That's full CRUD consistency, consistent listing, and no 404 caching.

You don't get: rename, or an atomic create-no-overwrite. Applications need
to know that and code for it.

This is enabled for all S3 buckets; no need to change endpoints or any
other settings. No extra cost, no performance impact. This is the biggest
change in S3 semantics since it launched.

What does this mean for the Hadoop S3A connector?


   1. We've been testing it for a while, no problems have surfaced.
   2. There's no need for S3Guard; leave the default settings alone. If you
   were using it, turn it off, restart *everything* and then you can delete
   the DDB table.
   3. Without S3 listings may get a bit slower.
   4. There's been a lot of work in branch-3.3 on speeding up listings
   against raw S3, especially for code which uses listStatusIterator() and
   listFiles (HADOOP-17400).


It'll be time to get Hadoop 3.3.1 out the door for people to play with;
it's got a fair few other s3a-side enhancements.

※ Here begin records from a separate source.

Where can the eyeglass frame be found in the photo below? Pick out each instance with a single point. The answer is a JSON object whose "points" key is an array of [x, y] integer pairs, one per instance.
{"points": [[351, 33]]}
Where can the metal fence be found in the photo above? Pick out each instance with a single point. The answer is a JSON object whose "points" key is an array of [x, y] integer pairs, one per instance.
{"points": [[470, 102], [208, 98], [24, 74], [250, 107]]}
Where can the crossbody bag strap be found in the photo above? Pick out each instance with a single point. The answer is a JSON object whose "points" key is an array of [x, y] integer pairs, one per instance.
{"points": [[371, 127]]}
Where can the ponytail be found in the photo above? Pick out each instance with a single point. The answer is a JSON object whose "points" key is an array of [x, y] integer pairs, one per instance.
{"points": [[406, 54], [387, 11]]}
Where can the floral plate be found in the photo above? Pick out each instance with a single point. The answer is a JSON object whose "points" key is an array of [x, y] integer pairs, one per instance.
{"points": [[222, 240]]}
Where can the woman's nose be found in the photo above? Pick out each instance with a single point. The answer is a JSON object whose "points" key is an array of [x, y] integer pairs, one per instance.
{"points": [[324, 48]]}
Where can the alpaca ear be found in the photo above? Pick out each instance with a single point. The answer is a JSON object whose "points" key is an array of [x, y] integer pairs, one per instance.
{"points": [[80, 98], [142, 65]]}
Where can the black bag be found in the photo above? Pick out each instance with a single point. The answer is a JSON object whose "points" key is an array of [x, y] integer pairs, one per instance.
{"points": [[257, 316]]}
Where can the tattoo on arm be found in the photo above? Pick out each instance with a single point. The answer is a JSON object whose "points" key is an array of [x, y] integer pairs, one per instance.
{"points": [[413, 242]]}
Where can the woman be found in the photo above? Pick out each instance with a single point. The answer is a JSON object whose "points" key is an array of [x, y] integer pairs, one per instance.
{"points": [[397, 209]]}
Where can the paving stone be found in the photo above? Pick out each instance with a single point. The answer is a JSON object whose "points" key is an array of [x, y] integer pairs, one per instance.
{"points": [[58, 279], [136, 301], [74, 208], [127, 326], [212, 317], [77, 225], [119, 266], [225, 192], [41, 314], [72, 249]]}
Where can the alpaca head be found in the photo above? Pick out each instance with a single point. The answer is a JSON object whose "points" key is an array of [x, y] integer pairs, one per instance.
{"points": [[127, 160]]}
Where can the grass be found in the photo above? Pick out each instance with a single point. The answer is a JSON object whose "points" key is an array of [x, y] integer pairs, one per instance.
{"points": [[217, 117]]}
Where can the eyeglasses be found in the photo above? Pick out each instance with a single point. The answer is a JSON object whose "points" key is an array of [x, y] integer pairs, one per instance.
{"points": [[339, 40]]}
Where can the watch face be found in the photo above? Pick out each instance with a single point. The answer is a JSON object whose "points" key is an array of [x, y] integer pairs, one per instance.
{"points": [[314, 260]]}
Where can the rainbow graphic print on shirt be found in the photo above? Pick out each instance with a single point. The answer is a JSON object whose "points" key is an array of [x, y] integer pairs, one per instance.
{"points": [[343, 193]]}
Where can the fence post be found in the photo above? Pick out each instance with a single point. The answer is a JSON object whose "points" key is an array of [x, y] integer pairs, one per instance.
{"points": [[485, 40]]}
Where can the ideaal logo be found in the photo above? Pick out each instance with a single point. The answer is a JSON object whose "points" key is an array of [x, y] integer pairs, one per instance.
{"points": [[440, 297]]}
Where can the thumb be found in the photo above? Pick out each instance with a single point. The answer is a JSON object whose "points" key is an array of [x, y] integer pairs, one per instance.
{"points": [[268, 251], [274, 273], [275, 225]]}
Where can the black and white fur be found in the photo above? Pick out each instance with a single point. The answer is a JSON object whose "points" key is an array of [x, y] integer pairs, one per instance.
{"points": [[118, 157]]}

People are still using S3Guard and it needs to be maintained for now, but
we'll have to be fairly ruthless about what isn't going to get closed as
WONTFIX. I'm worried here about anyone using S3Guard against non-AWS
consistent stores. If you are, send me an email.

And so for releases/PRs, tdoing est runs with and without S3Guard is
important. I've added an optional backwards-incompatible change recently
for better scalability: HADOOP-13230. S3A to optionally retain directory
markers. which adds markers=keep/delete to the test matrix. This is a pain,
though as you can choose two options at a time it's manageable.

Apache HBase
============

You still need the HBoss extension in front of the S3A connector to use
Zookeeper to lock files during compaction.


Apache Spark
============

Any workflows which chained together reads directly after writes/overwrites
of files should now work reliably with raw S3.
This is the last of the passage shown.